Image/vision support for chat attachments #56

@BeinerChes

Description

@BeinerChes

Context

Chat attachments (shipped in rc/1.0.10) save dropped files to sessions/<runId>/attachments/ and expose them to every agent via three auto-injected tools: list_attachments, read_attachment, grep_attachment. Text and code work; images do not — the tools are text-only, so when an agent calls read_attachment on a PNG it either gets garbled bytes or declines to try.

Gap

Vision-capable models (Claude, most OpenAI, Ollama vision variants like llama3.2-vision / llava) can see images — but only when the image arrives as a proper image content block in the model's input, not as base64 text in a tool result. Today we have no path for that.

What we discussed

Three things we want to avoid:

  1. Magic-byte sniffing server-side — same maintenance trap as the MIME extension table we already tore out. Every new format (AVIF, HEIC, …) would force a sniffer update.
  2. Extension tables — same smell.
  3. Inline base64 in tool results — LLMs can't "see" a base64 string. Useless for vision.
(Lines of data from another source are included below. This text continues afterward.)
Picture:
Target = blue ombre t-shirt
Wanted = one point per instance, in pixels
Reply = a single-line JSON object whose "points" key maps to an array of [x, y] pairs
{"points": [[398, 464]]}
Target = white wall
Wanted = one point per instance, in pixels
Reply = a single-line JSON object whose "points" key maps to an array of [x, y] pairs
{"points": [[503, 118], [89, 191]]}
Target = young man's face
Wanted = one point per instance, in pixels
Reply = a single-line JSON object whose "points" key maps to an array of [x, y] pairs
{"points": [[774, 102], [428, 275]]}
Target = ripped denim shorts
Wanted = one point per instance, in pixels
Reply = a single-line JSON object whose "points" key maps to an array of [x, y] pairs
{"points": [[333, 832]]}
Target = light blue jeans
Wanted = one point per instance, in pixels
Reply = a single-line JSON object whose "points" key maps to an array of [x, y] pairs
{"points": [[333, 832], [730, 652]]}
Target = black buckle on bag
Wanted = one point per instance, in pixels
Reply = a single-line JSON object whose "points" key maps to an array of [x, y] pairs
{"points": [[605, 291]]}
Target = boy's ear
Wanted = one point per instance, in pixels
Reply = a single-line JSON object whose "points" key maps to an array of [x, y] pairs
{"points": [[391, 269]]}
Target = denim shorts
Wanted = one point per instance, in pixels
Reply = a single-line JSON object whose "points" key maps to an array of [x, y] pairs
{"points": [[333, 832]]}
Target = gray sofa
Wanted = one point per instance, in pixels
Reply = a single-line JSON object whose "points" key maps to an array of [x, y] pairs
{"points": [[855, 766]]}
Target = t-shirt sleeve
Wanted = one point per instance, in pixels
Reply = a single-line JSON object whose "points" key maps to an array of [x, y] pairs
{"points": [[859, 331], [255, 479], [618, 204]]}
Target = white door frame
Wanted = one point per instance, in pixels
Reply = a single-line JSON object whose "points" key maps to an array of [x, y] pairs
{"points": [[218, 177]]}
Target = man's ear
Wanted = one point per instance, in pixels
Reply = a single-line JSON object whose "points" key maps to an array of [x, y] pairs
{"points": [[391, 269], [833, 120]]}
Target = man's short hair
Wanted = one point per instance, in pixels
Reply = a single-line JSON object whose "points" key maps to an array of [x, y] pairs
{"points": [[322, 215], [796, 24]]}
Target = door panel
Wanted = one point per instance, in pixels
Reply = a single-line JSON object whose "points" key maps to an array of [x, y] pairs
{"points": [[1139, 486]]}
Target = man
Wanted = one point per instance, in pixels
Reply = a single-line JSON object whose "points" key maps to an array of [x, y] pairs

Proposal on the table (deferred)

Option A — Browser-provided MIME + two explicit tools.

  • Client sends {filename, contentBase64, mimeType: file.type} on upload. Browser has already set file.type (e.g. "image/png"); we just pass it through.
  • Server stores the mime alongside the file (per-file sidecar or run-level manifest).
  • list_attachments includes the mime hint so the agent knows what it's looking at:
    - screenshot.png (480103 bytes, image/png)
    - foo.py (1234 bytes, text/x-python)
    
  • Two tools, agent picks:
    • read_attachment(filename, offset?, limit?) → UTF-8 text content block.
    • view_attachment(filename) → image content block for vision-capable engines (Claude, OpenAI Responses), clean error for non-vision paths.

Zero format tables on our side, zero magic bytes. Agent dispatches based on filename/mime hint.

Option B — Inject images directly into the first user message, bypassing tools for images entirely. Closer to how ChatGPT/Claude.ai handle uploads. Requires per-engine message-building changes (each engine has a different image block shape).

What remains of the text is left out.